Rick Turner, founder of the fable Alembic Guitars Company, is a friend of Ry Cooder. He played him an album recorded by Vishwa Mohan Bhatt for Water Lily Acoustics. Bhatt is an Indian musician who conceived and plays an instrument called the "mohan vina" which, used with a metal slide, strongly recalls a slide guitar.
Cooder, a master of the latter instrument, was so moved by what he heard that he decided to meet Bhatt. Subsequently, both recorded this instrumental gem of an album.
The recording sessions were very loose and the music was entirely improvised.

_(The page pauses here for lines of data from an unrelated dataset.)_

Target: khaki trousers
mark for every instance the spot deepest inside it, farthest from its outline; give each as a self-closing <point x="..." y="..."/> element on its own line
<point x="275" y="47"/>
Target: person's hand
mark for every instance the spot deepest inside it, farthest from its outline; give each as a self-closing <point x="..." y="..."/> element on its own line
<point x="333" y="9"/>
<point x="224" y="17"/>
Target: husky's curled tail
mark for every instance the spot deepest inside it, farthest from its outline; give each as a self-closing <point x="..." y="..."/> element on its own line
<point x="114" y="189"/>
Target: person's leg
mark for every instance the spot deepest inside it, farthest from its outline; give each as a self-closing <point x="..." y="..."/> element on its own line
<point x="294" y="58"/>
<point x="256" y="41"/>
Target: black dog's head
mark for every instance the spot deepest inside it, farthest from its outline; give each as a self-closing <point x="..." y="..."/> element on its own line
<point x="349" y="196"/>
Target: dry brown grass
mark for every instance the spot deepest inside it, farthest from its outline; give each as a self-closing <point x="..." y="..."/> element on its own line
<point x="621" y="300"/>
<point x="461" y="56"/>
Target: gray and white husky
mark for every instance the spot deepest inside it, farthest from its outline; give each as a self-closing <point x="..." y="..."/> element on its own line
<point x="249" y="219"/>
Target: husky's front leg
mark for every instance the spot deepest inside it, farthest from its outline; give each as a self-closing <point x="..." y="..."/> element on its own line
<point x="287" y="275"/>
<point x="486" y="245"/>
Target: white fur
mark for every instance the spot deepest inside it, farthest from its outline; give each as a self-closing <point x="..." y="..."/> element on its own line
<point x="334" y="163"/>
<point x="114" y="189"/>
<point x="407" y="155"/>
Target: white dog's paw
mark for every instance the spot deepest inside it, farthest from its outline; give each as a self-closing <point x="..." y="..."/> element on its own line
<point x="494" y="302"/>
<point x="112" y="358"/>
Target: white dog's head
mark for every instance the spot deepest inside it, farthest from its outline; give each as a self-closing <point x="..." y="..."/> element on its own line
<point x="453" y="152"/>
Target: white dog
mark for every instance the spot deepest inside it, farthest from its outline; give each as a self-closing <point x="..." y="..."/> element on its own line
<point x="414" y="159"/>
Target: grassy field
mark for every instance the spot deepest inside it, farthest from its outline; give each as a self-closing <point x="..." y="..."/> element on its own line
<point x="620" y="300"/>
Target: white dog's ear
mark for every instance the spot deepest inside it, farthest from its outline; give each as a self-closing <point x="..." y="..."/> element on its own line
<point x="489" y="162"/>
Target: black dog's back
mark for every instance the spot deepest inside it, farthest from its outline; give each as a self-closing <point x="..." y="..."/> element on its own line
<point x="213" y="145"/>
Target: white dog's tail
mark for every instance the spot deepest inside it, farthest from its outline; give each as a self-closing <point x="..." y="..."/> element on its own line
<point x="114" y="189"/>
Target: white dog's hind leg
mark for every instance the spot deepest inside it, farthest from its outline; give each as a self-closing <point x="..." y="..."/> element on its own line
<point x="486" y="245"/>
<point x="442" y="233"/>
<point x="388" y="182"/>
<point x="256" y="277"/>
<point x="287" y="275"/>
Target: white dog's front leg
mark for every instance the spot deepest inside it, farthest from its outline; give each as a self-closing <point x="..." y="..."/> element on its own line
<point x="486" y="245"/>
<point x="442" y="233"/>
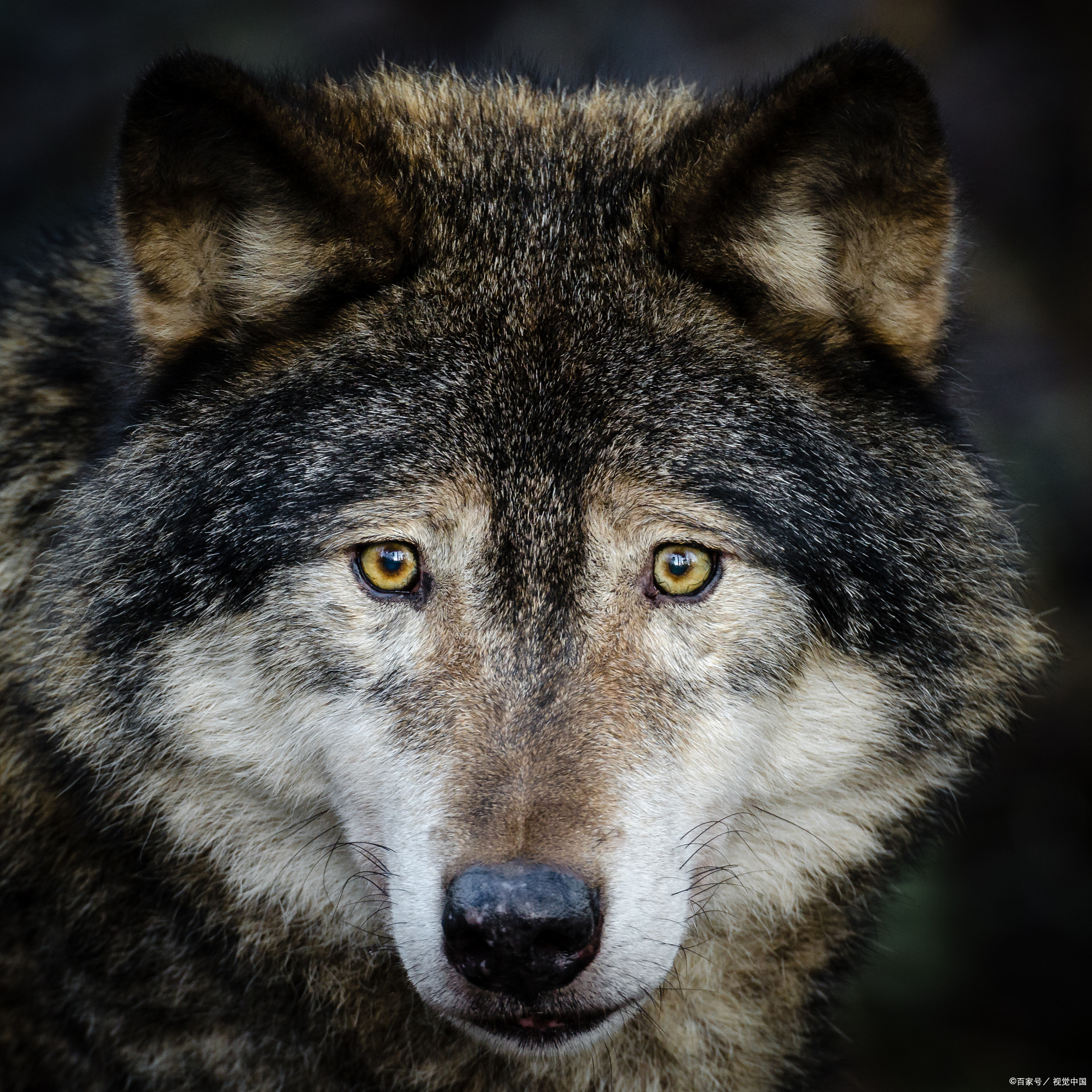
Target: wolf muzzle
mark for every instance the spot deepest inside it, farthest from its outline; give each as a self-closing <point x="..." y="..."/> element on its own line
<point x="520" y="928"/>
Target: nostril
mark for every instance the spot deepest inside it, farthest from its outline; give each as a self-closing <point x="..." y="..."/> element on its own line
<point x="520" y="927"/>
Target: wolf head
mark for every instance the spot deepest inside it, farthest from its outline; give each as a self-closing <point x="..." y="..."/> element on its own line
<point x="537" y="548"/>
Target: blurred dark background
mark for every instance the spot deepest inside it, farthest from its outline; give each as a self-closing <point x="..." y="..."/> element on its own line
<point x="981" y="967"/>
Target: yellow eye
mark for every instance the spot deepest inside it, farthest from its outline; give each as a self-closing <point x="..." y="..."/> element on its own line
<point x="390" y="567"/>
<point x="681" y="571"/>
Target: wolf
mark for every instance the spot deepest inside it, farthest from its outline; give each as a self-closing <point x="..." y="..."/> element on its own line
<point x="493" y="581"/>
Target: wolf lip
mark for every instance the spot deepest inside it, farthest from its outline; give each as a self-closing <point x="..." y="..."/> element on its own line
<point x="544" y="1028"/>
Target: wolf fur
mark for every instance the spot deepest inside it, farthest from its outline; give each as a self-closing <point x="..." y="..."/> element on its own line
<point x="535" y="333"/>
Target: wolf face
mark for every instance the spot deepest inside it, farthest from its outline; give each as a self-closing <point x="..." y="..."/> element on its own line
<point x="535" y="551"/>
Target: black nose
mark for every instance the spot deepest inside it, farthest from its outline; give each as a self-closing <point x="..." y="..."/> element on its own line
<point x="520" y="928"/>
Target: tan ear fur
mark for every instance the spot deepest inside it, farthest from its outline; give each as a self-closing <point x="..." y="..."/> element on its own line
<point x="824" y="208"/>
<point x="237" y="203"/>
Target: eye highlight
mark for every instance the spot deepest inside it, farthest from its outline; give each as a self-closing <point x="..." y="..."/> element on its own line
<point x="389" y="567"/>
<point x="679" y="569"/>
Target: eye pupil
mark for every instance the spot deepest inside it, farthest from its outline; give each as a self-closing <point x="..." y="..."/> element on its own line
<point x="679" y="569"/>
<point x="678" y="564"/>
<point x="392" y="559"/>
<point x="389" y="567"/>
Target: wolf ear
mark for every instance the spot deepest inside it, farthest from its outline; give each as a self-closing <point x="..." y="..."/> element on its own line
<point x="237" y="205"/>
<point x="823" y="209"/>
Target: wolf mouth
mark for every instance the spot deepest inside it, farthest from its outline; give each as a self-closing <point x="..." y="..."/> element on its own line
<point x="544" y="1029"/>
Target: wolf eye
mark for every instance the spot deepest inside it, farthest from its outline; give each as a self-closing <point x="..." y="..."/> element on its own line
<point x="389" y="567"/>
<point x="681" y="571"/>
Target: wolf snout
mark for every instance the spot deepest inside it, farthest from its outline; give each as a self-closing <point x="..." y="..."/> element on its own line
<point x="520" y="928"/>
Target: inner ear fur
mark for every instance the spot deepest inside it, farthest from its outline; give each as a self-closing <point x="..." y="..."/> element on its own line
<point x="823" y="208"/>
<point x="237" y="202"/>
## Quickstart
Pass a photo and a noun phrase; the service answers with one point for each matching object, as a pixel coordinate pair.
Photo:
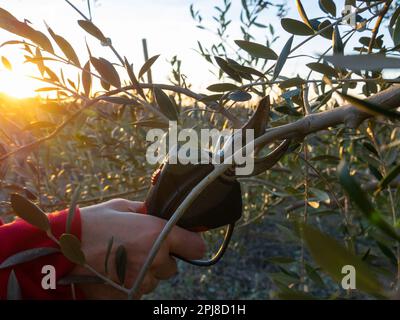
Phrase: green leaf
(321, 195)
(332, 257)
(396, 32)
(296, 27)
(13, 287)
(146, 67)
(225, 67)
(134, 80)
(211, 98)
(257, 50)
(118, 100)
(282, 58)
(370, 107)
(166, 106)
(323, 68)
(362, 201)
(364, 62)
(222, 87)
(65, 47)
(337, 43)
(90, 28)
(121, 261)
(26, 256)
(328, 32)
(6, 63)
(293, 82)
(246, 70)
(71, 249)
(240, 96)
(393, 173)
(72, 208)
(151, 123)
(11, 24)
(87, 79)
(328, 6)
(303, 13)
(387, 252)
(29, 212)
(108, 253)
(106, 71)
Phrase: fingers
(124, 205)
(186, 244)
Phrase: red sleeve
(20, 236)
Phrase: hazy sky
(166, 24)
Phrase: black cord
(218, 255)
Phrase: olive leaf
(326, 29)
(13, 287)
(393, 173)
(296, 27)
(328, 6)
(11, 24)
(29, 212)
(293, 82)
(134, 80)
(337, 43)
(106, 71)
(71, 249)
(26, 256)
(166, 106)
(65, 47)
(222, 87)
(331, 256)
(323, 68)
(147, 65)
(293, 294)
(87, 79)
(121, 261)
(361, 200)
(72, 208)
(225, 67)
(118, 100)
(370, 107)
(303, 13)
(239, 95)
(282, 58)
(90, 28)
(257, 50)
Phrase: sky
(166, 24)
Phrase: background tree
(333, 200)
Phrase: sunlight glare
(16, 83)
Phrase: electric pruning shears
(220, 203)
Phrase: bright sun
(16, 82)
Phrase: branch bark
(347, 114)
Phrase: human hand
(122, 219)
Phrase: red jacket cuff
(20, 236)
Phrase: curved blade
(263, 164)
(259, 120)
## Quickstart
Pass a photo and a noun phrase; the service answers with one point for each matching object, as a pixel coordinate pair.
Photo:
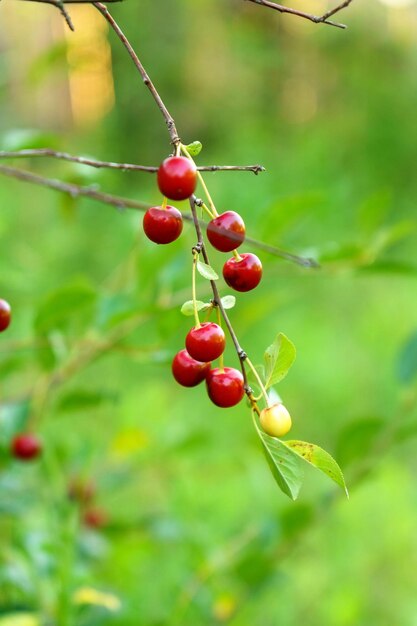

The interplay between those two master musicians is such that, as the music progresses, Ry's guitar lines start bending their heads toward India while Vishwa's get bluesier. The two seemingly disparate guitars eventually embrace one another and intertwine until you can't tell where one leaves off and the other begins
The music is powerful yet tranquil and the vibe creates a whole universe of modal patterns. Complementing each other, Cooder and Bhatt lay out vast landscapes of sound that seem to transport you, upon listening, into another "musical zone."
Backed by the rhythm section of Sukhvinder Singh Namdhari (tabla) and Joachim Cooder (dumbek, bongo-like instrument), the two master slide guitarists converse in ancient melodies and weave a spell that begs for darkness and infinite repeat.
Moreover, thanks to the fine engineering, the recorded sound is flawless. This is one of the best-sounding acoustic guitar recordings that I have ever heard.
I want to tell you that "A Meeting by the River" is just flat-out astounding. It is, without a doubt, one of my three favourite Cooder albums. It fully deserves a place of choice in his many fans' library.